I am Dr. Matthew Regulski. I'm the Medical Director of the Wound Institute of Ocean County, New Jersey, here in Toms River, New Jersey, and I'm partner of Ocean County Foot and Ankle Surgical Associates in Toms River, New Jersey. I've been in practice now for 18 years, treating mostly doing wound healing, chronic wound, diabetic reconstructive surgery, and limb salvage. But what's great about the topical oxygen is that they did the work beforehand. They did the heavy study, they did the RCT, they did real world application, to be able to show that it can actually do what it says that it can do and come out in these reportable outcomes, showing proof that it actually can do those things and that, particularly in the International Wound Journal, showing that these outcomes are reducing hospitalization, reducing amputation, and reducing recurrence is another big thing.

Because 50% of diabetics will have a recurrence of their foot ulcer within a year. But again, that goes back to the sustainability of putting oxygen, how it affects the wound healing process, because oxygen cares, collagen synthesis, angiogenesis resistance infection, epithelialization, sustainability, that points to that. But again, this is seven RCTs and looking at hundreds and hundreds of patients, showing the healing outcomes and showing the sustainability.

I think, when we look at real world data, like these we're showing, some of the faults that people give to RCTs is that these are people that are medically optimized, and that's not what we're seeing every day in the clinic. And that's true. I'm seeing more people in the office in the wound centers are on hemodialysis, who have more exposed bone and tendon problems, more deeper wounds than that you would see in an RCT. Usually, in RCT, wounds are just into the SubQ, no exposed bone or tendon. They have optimized hemoglobin A1Cs, and we're seeing a lot of people, and the average now is coming 10 and over. People with good blood flow in an RCT, but in the real world, we're seeing these people who have significant vascular disease, both arterial and venous.

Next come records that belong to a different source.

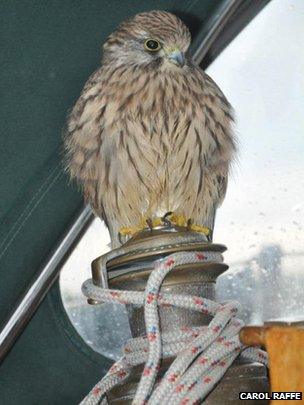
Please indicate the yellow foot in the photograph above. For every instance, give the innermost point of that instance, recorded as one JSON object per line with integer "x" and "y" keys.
{"x": 169, "y": 219}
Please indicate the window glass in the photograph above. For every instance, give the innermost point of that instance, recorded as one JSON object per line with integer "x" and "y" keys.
{"x": 262, "y": 218}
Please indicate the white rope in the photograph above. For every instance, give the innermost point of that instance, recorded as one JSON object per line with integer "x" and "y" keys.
{"x": 203, "y": 354}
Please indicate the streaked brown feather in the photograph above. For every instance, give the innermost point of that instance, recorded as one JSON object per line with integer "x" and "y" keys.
{"x": 145, "y": 139}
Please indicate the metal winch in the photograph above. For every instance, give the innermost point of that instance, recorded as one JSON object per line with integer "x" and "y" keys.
{"x": 128, "y": 268}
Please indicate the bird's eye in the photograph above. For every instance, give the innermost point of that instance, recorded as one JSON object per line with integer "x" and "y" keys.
{"x": 152, "y": 45}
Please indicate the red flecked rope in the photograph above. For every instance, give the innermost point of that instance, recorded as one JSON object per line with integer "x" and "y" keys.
{"x": 203, "y": 354}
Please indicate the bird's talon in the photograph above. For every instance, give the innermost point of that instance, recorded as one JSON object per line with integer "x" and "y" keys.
{"x": 149, "y": 223}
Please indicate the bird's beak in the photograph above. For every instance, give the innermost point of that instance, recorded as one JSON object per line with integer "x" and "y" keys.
{"x": 177, "y": 57}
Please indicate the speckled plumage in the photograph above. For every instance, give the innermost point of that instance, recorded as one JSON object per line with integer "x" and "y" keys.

So when you look at real world data, bring these people in, match these individuals up, bring them in that you see every day, and when you can see some of these great outcomes, 88% reduction in hospitalizations utilizing topical oxygen, 71% reduction in amputation rate, I think, is amazing, because a diabetic foot ulcer has a 50% mortality rate. Every 1.2 seconds, in this country, there is a diabetic foot ulceration, 33 million diabetics that we have, 95 million pre-diabetics going on. It's only getting worse out there. And when you have that diabetic foot ulcer, you're two and a half times more likely to be hospitalized, and one and a half times more likely to die during that foot ulcer episode.